At some point, ledership changes happen (e.g. an external CTO is hired to fix the finances), leadership starts to institute "objective" performance measures, and a lot of social dysfunction starts to crop up. At this point, arguments like "good tools are a force multiplier" are much harder to make, because you can't really measure that. That's how you end up with a lot of corporate dysfunction (stack ranking, for example).
At this point, you often end up measuring team value by revenue impact.
If you work in a 10000+ employee company like Apple, it's very difficult to make an argument like "this is a force multiplier, we should invest in it." You'll be asked how you will measure your impact, and that's often difficult to answer with an internal tool. And even if you can get it through one year, a few years later, things will change, and your team will be the first to be cut.

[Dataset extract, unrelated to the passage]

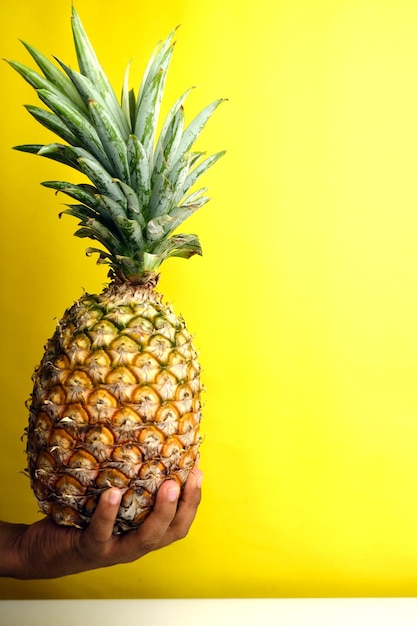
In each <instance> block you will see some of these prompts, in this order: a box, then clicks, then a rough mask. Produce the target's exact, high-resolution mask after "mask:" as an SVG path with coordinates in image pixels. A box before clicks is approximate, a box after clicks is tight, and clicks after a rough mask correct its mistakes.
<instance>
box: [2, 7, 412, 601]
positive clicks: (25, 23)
mask: <svg viewBox="0 0 417 626" xmlns="http://www.w3.org/2000/svg"><path fill="white" fill-rule="evenodd" d="M76 6H77V9H78V11H79V13H80V15H81V18H82V20H83V22H84V24H85V26H86V28H87V31H88V33H89V35H90V38H91V39H92V41H93V43H94V45H95V48H96V50H97V52H98V54H99V57H100V59H101V61H102V64H103V66H104V67H105V69H106V71H107V72H108V74H109V76H110V78H111V79H112V81H113V82H114V84H115V85H116V86H117V88H119V86H120V85H121V80H122V74H123V71H124V67H125V64H126V63H127V61H128V60H129V59H130V58H131V57H132V56H134V58H135V61H134V68H135V70H136V71H137V77H138V78H137V80H136V81H134V82H135V84H137V83H138V81H139V76H140V74H141V72H142V68H143V64H144V62H145V60H146V59H147V58H148V56H149V54H150V51H151V49H152V47H153V45H154V43H155V42H156V41H157V40H159V39H161V38H163V37H165V35H166V34H167V33H168V32H170V31H171V30H172V28H173V27H175V26H176V25H177V24H182V26H181V29H180V30H179V32H178V37H177V39H178V44H177V46H176V51H175V55H174V60H173V63H172V68H171V71H170V78H169V83H168V87H167V94H166V100H165V104H166V107H167V106H168V105H169V104H171V103H172V102H173V100H174V98H175V97H176V96H177V95H179V93H182V91H183V90H184V89H185V88H186V87H188V86H190V85H193V84H196V85H197V86H198V89H197V90H195V91H194V93H193V94H192V95H191V96H190V99H189V100H188V104H187V108H186V113H187V115H188V119H191V116H192V115H193V114H194V113H196V112H197V110H200V109H201V108H202V107H203V106H204V105H205V104H206V103H208V102H209V101H211V100H214V99H215V98H217V97H227V98H229V102H228V103H227V104H225V105H223V106H222V107H221V109H219V110H218V111H217V112H216V114H215V116H214V117H213V119H212V120H211V121H210V124H209V125H208V127H207V129H206V131H205V134H204V135H203V138H202V141H201V145H202V147H204V148H206V149H207V150H209V151H214V150H219V149H222V148H226V149H227V150H228V153H227V156H226V157H225V158H224V159H222V161H220V163H219V164H217V165H216V166H215V167H214V168H213V170H211V171H210V173H209V174H208V175H207V176H206V182H207V184H208V185H209V187H210V194H211V197H212V198H213V200H212V201H211V202H210V204H208V205H207V206H206V207H204V208H203V209H202V210H201V211H200V212H199V214H197V215H196V216H194V217H193V218H192V219H191V220H189V223H188V224H187V229H184V230H186V231H187V232H198V233H199V235H200V237H201V241H202V245H203V249H204V256H203V258H201V259H200V258H193V259H192V260H190V261H188V262H185V261H183V260H172V261H169V262H168V263H167V264H166V266H165V268H164V269H163V277H162V280H161V285H160V286H161V290H162V291H163V293H164V294H165V295H166V298H167V300H168V301H170V302H172V303H173V304H174V307H175V309H176V311H177V312H178V313H182V314H183V315H184V317H185V318H186V320H187V322H188V326H189V328H190V329H191V330H192V331H193V332H195V334H196V344H197V345H198V346H199V348H200V350H201V361H202V364H203V367H204V370H205V372H204V382H205V385H206V387H207V393H206V397H205V401H206V407H205V413H204V428H203V430H204V437H205V442H204V446H203V448H202V462H201V465H202V469H203V471H204V473H205V482H204V499H203V503H202V505H201V507H200V511H199V514H198V518H197V520H196V522H195V524H194V526H193V528H192V530H191V532H190V534H189V536H188V537H187V539H185V540H184V541H182V542H180V543H178V544H176V545H174V546H171V547H169V548H167V549H165V550H163V551H160V552H158V553H154V554H151V555H148V556H147V557H145V558H144V559H143V560H141V561H138V562H137V563H134V564H130V565H126V566H118V567H114V568H110V569H106V570H101V571H96V572H90V573H85V574H81V575H78V576H73V577H70V578H68V579H61V580H54V581H41V582H39V581H35V582H21V581H12V580H4V579H3V580H1V581H0V590H1V593H0V595H1V597H2V598H84V597H88V598H100V597H103V598H159V597H268V596H273V597H287V596H291V597H294V596H298V597H300V596H301V597H304V596H368V595H369V596H384V595H389V596H392V595H398V596H405V595H415V594H416V591H417V454H416V448H417V388H416V380H417V4H416V2H415V1H414V0H327V1H326V0H269V1H268V0H257V1H255V0H229V1H228V2H227V1H225V0H198V2H196V1H193V0H176V1H175V2H172V0H160V1H159V2H158V3H157V4H155V3H151V2H145V1H144V0H140V1H134V0H119V2H116V3H114V2H110V1H108V0H77V3H76ZM1 24H2V25H1V56H2V57H7V58H14V59H17V60H19V61H23V62H28V57H27V55H26V53H25V51H24V49H23V47H22V46H21V45H20V44H19V42H18V38H22V39H24V40H27V41H29V42H30V43H32V44H33V45H35V46H36V47H38V48H40V49H41V50H42V51H44V52H46V53H51V54H55V55H57V56H59V57H61V58H63V59H64V60H65V61H70V62H71V63H73V64H74V54H73V51H72V42H71V33H70V2H69V0H65V1H63V0H37V2H33V1H32V0H16V1H15V2H8V3H3V4H2V20H1ZM29 64H30V61H29ZM0 72H1V76H0V80H1V84H2V99H1V116H0V125H1V129H0V131H1V146H0V149H1V155H0V159H1V161H0V162H1V179H0V194H1V201H0V202H1V216H2V217H1V232H2V246H1V257H2V262H1V286H2V287H1V293H2V304H1V308H0V315H1V321H0V329H1V342H2V358H1V387H2V391H1V398H2V403H1V405H2V406H1V433H2V435H1V455H0V465H1V468H0V472H1V478H2V482H1V502H0V518H1V519H6V520H9V521H16V522H18V521H19V522H31V521H33V520H35V519H37V518H38V514H37V507H36V504H35V502H34V498H33V496H32V494H31V492H30V489H29V484H28V481H27V479H26V478H25V477H24V476H23V475H22V474H21V473H20V471H21V469H22V468H23V467H24V466H25V457H24V454H23V448H24V444H23V443H22V442H21V441H20V436H21V434H22V432H23V429H24V427H25V424H26V419H27V416H26V409H25V407H24V402H25V400H26V398H27V397H28V395H29V393H30V377H31V374H32V370H33V368H34V366H35V364H36V363H37V362H38V361H39V359H40V356H41V354H42V349H43V344H44V342H45V340H46V339H47V337H49V336H50V335H51V334H52V332H53V329H54V325H55V320H56V319H57V318H59V317H60V316H61V314H62V312H63V310H64V309H65V308H66V307H67V306H69V305H70V304H71V303H72V301H73V300H75V299H76V298H77V297H79V296H80V294H81V290H82V288H85V289H86V290H87V291H97V290H101V287H102V284H103V283H104V282H105V271H104V269H103V268H98V267H96V265H95V263H94V261H93V260H92V259H88V258H86V257H85V255H84V249H85V247H86V242H85V241H82V240H76V239H75V238H74V237H72V232H73V230H74V228H75V225H76V223H75V221H74V220H73V219H71V218H65V219H62V220H61V221H59V220H58V218H57V214H58V212H59V210H60V206H61V204H60V203H61V202H65V199H63V197H55V196H54V194H53V193H52V192H51V190H48V189H45V188H42V187H40V185H39V182H40V181H42V180H48V179H54V178H63V179H68V177H70V176H71V172H70V171H67V170H66V169H65V168H64V167H63V166H60V165H58V164H54V163H53V162H51V161H48V160H46V159H45V160H43V159H39V158H35V157H32V156H30V155H22V154H21V153H17V152H14V151H12V150H11V149H10V148H11V146H12V145H15V144H18V143H25V142H32V141H33V142H44V141H47V140H49V135H48V133H47V131H46V130H44V129H42V128H41V127H40V126H38V124H37V123H36V122H35V121H34V120H33V119H32V118H31V117H30V116H29V114H28V113H27V112H26V111H25V110H24V109H23V108H22V106H21V105H22V104H23V103H25V102H29V103H35V104H37V101H36V96H35V94H34V93H33V92H32V90H31V88H30V87H28V86H27V85H26V84H25V83H24V82H23V81H22V80H21V79H20V78H19V77H18V76H17V74H15V72H13V70H11V68H10V67H8V66H7V64H6V63H3V64H2V65H1V68H0ZM134 75H135V72H133V73H132V77H134ZM73 179H74V176H73V175H72V180H73Z"/></svg>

I worked at retail at Apple for 10 years. One of my biggest frustrations as an employee was simply getting vacation time or switching shifts with coworkers. Even getting our schedule was a pain, we had to log in behind the retail firewall to see our shifts and then write them down in our phones or calendar. I kept thinking “I can’t believe they don’t just publish a calendar we can subscribe to” or “why isn’t there a schedule manager app where I can switch shifts with my fellow employees?” Now it makes sense... no talent to be wasted internally. And I guess it worked “good enough” because we were forced to use it. Supposedly they did fix this like a year ago. I just couldn’t believe a company with the best software in the world is using such horrible software for building a schedule.
"You'll be asked how you will measure your impact, and that's often difficult to answer with an internal tool"
True, but how do you measure the impact of working in an enormously expensive giant circle?
So Apple is every big company ever? I would find it more surprising if they were indeed much different.
IS&T will support the Shared Services part of the organisation as well as retail.
They will have Enterprise systems like SAP, SalesForce etc and run on a cloud service like AWS.
Organisations of Apple’s size will use Accenture for SAP Projects. They will use Indian outsourcers for support.
These organisations will compete and step on each other’s toes. It’s the Apple contract managers and governance the should be deployed to ensure that it works smoothly.
However, it is a difficult task as it usually comes down to kpis. Guess what? It’s very difficult to measure quality.
In my experience outsourcing for commodity things like infrastructure and desktop support works but projects are problematic.
Looks like my unflattering comment about the "Cook Doctrine" and IS&T being little India got deleted.
Where's the lie? Apple employees had to train their replacements Tata & Wipro (and other) and all of Apple suffered and continues to do so. It's endemic to Silly Valley, this isn't just $AAPL.
If you see fraud and don't say fraud... bah nm all these "black swans" have some home to roost.